Daniel also addressed common challenges in climate-change litigation within the Inter-American system. First, he focused on the requirement of singling out the alleged victims, a standing requirement for the admission of complaints. He noted that unlike other groups, Indigenous peoples and communities have a collective standing with regards to territorial rights. He addressed certain procedural challenges, such as the IACt-HR’s jurisdiction in cases related to extraterritorial obligations, exhaustion of domestic remedies, and characterization of a colorable claim for attribution of environmental damages to a defendant state. A colorable claim refers to the statement of facts with the potential to entail the state’s responsibility in the merits stage of the proceedings. In view of the procedural and merits challenges of cases involving the omission to mitigate climate change, he asserted that those claims based on adaptation measures could have a better prospect for international adjudication.
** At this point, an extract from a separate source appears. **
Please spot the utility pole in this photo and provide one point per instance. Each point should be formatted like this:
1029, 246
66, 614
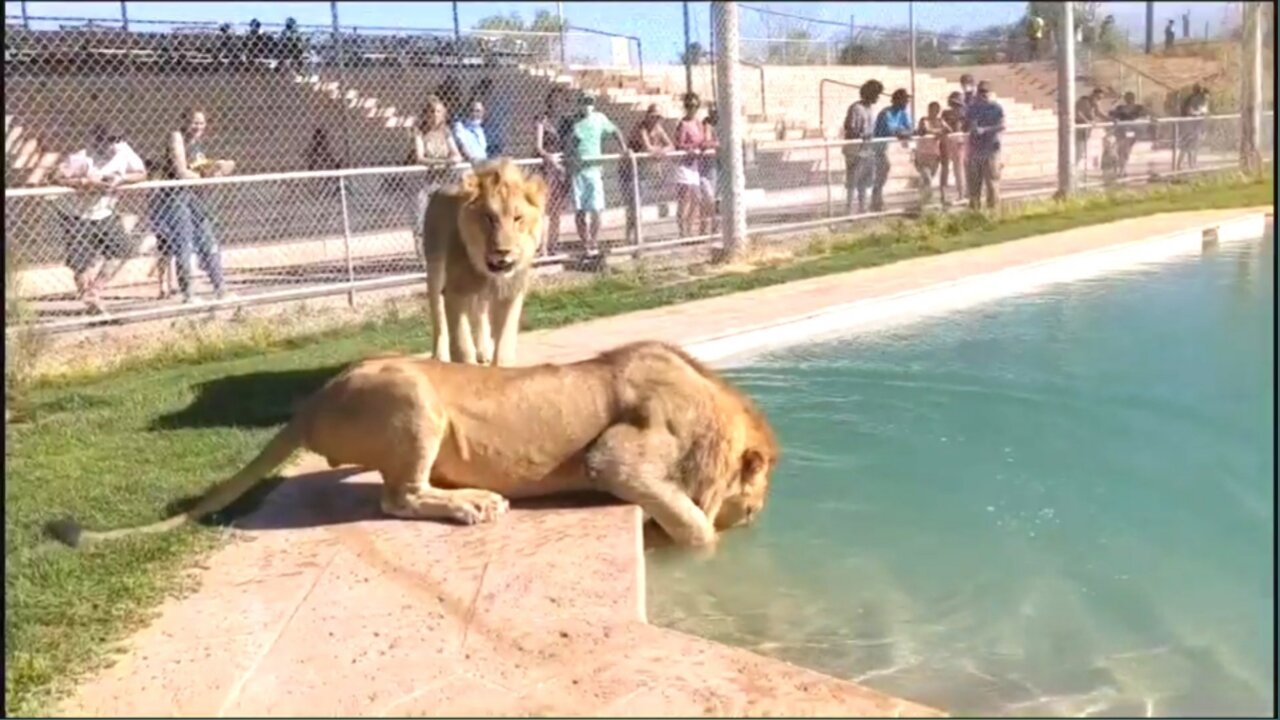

With regards to the Inter-American Commission, Daniel highlighted the Commission’s recent resolution on climate emergency and state’s human rights obligations, ranging from topics such as the inter-cultural rights to a healthy environment, the impact of climate change on Amazonian Indigenous peoples’, extraterritorial obligations and reparations for climate damages. He concluded that the resolution incorporates several standards developed by the UN human rights system and political organs, but it leaves several questions unanswered, such as the procedural requirements of complaints alleging the states’ obligation to mitigate and ensure the adaption of individuals and groups affected by climate change.
Participants engaged in a rich discussion with the speakers following their presentation, capped off by the reminder that fighting for justice is a multi-faceted approach, and litigation is but one strategy within the larger toolbox to achieve structural change.